La Società Nazionale di Neuroscienze BM&L-Italia, affiliata alla International Society of Neuroscience, è registrata presso l’Agenzia delle Entrate di Firenze, Ufficio Firenze 1, in data 16 gennaio 2003 con codice fiscale 94098840484, come organizzazione scientifica e culturale non-profit.
[1] Note e Notizie 06-05-17 Il trascrittoma della corteccia cerebrale.
[2] La dura meninge o “dura madre” rimane quasi sempre aderente alla teca cranica.
[3] L’International Anatomical Nomenclature Committee o IANC ha scelto da tempo di adottare questo termine (gyrus) per la nomenclatura unificata, tuttavia gli autori italiani conservano l’uso parallelo del termine circonvoluzione, come del resto accade fra gli anatomisti di altri paesi non di lingua inglese.
[4] La loro presenza è fissa e in alcuni casi consente una precisa localizzazione funzionale: si pensi alle circonvoluzioni pre-centrale (motoria) e post-centrale (sensitiva), al piede del giro frontale inferiore dove ha sede l’area 44 di Brodmann o area motoria del linguaggio di Broca, la cui lesione determina afasia motoria pura.
[5] Il termine scissura è stato abolito dall’IANC perché appropriato solo in alcuni casi (ad esempio, nel caso del solco di Rolando e di Silvio).
[6] Separa il lobo frontale e, in parte, il parietale dal lobo temporale; nella sua profondità presenta un opercolo che nasconde l’Insula (Insula di Reil). Fu descritto da Françoise du Bois (italianizzato in Francesco de Le Boe) che scriveva sotto il nome latino di Silvius.
[7] Separa in alto il lobo frontale da quello parietale ed è compreso fra la circonvoluzione pre-centrale caratterizzata dalla rappresentazione somatotopica motoria di tutto il corpo (omuncolo motorio) e la circonvoluzione post-centrale con la rappresentazione sensitiva di tutto il corpo (omuncolo sensitivo).

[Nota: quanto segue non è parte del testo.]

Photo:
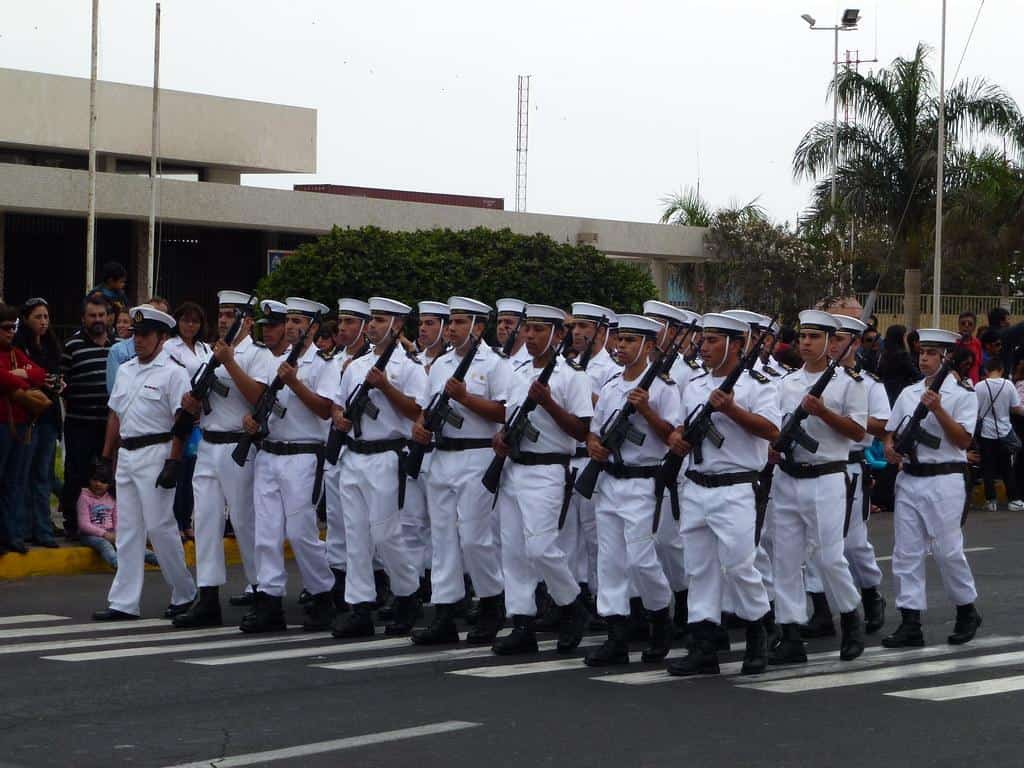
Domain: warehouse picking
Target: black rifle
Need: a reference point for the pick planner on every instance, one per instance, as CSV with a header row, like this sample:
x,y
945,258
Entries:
x,y
518,426
439,411
357,406
698,425
793,432
616,430
267,402
909,432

[8] Mai, Assheuer, Paxinos, Atlas of Human Brain, 2nd edition. Elsevier Academic Press, 2004.
[9] Economo aveva suddiviso la corteccia in 10 strati fra principali e secondari; l’attuale descrizione ricalca ancora la sua impostazione, mentre la classificazione in 7 lamine di Cajal, che caratterizzava gli strati su una distribuzione delle cellule in base alle dimensioni, è stata definitivamente abbandonata perché rivelatasi inesatta.
[10] Il metodo messo a punto da Brodmann fu reso più analitico ed accurato da Economo che suddivise la corteccia in 109 aree.
[11] A questo riferimento morfo-funzionale di base si deve
aggiungere che, complessivamente, le aree che partecipano all’elaborazione
della percezione visiva sono 32, molte delle quali non presentano una costante
configurazione anatomica della localizzazione, pertanto è utile in taluni casi,
come ad esempio nello studio della fisiologia della visione, distinguere le
aree corticali sulla base del ruolo funzionale (V1, V2, V4, V5, ecc.).
[12] Fenomeno riscontrato per
la prima volta nella corteccia somatosensoriale.
[13] “La corteccia cerebrale - origini e conseguenze della sua conformazione”, nell’aggiornamento: “La corteccia cerebrale” nella sezione “AGGIORNAMENTI” del sito.